Supreme Court of Ohio Board of Professional Conduct issues advisory opinion imposing duty on judges to perform same-sex marriages

The Board of Professional Conduct for Ohio lawyers and judges has issued an advisory opinion interpreting the relevant authorities within the Board's authority to prohibit judges from refusing to perform marriages for same-sex couples.

The weakness of the opinion's reasoning is evident near the outset, starting with the paragraph purporting to bring the issues addressed within the Board's jurisdiction:

In Ohio, municipal, county, and probate judges are specifically authorized by statute to perform civil marriage ceremonies. R.C. 1907.18(C), 1901.14(A)(1), 2101.27, and 3101.08. Whether judges are mandated or authorized by the Ohio Revised Code to perform civil marriages is a legal question and beyond the scope of the advisory opinion authority granted to the Board by the Supreme Court of Ohio. Gov. Bar R. V, Section 2(D), BPC Reg. 15(B)(1). 1 However, the General Assembly has granted judges the authority to perform marriages because of the unique public office that they hold. When a judge performs a civil marriage ceremony, the Board concludes that the judge is performing a judicial duty and thus is required to follow the Code of Judicial Conduct in the performance of that duty.

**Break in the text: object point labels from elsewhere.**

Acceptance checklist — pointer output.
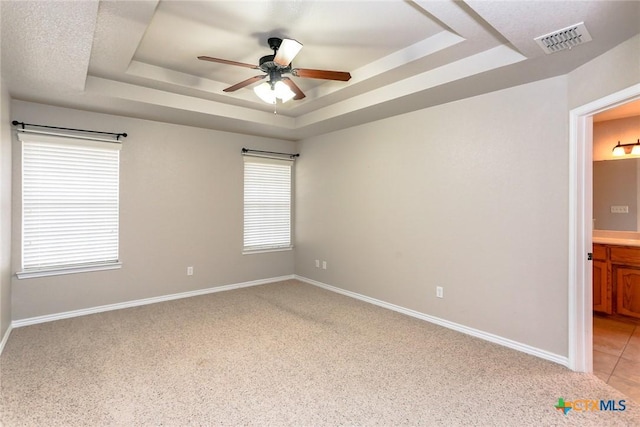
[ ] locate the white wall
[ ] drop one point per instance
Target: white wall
(611, 72)
(181, 205)
(471, 196)
(5, 211)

Notice how this trades on different meanings of "judicial duty" at different times. It starts by saying that judges are "authorized" by Ohio statute law to perform marriages. It then disclaims authority to decide whether Ohio statute law actually mandates judges to perform marriages, or instead simply authorizes them to do so (the position staked out in the first sentence). The opinion then says that Ohio statute law grants judges authority to perform civil marriages "because of the unique public office that they hold." And then the opinion brings the decision whether to perform a civil marriage within the scope of the Code of Judicial Conduct by asserting that the judge is performing a judicial duty when a judge performs a civil marriage ceremony. Notice, though, that these are two different moments in time. The decision whether to perform a civil marriage ceremony precedes the performance of a civil marriage ceremony. Although the opinion disclaims authority to decide whether judges are mandated or merely authorized to perform any marriages, the opinion ends up determining the judges are, indeed, mandated to perform certain marriages. 

And this is just the beginning of the opinion. It gets worse when it goes far beyond the holding of Obergefell in concluding, for example, that "[a] judge may reasonably be perceived as having a personal bias or prejudice based on sexual orientation if he or she elects to perform opposite-sex marriages, but declines to perform same-sex marriages."

The opinion also reflects ignorance of the actual role of public opinion in the creation of new constitutional law these days when it brings in the requirement that judges "apply the law without regard to whether the law is 'popular or unpopular with the public, the media, government officials, or the judge’s friends or family.'" Can anyone say with a straight face that Justice Kennedy, the author of Obergefell v. Hodges, himself applied the law without regard to all these factors? Aside from judges' personal, moral, or religious beliefs about marriage, one good legal reason to avoid extending Obergefell beyond its holding is precisely to limit the damage done to the law when judges shape it to better conform with changed public opinion, as Justice Kennedy and his colleagues in the majority did in Obergefell.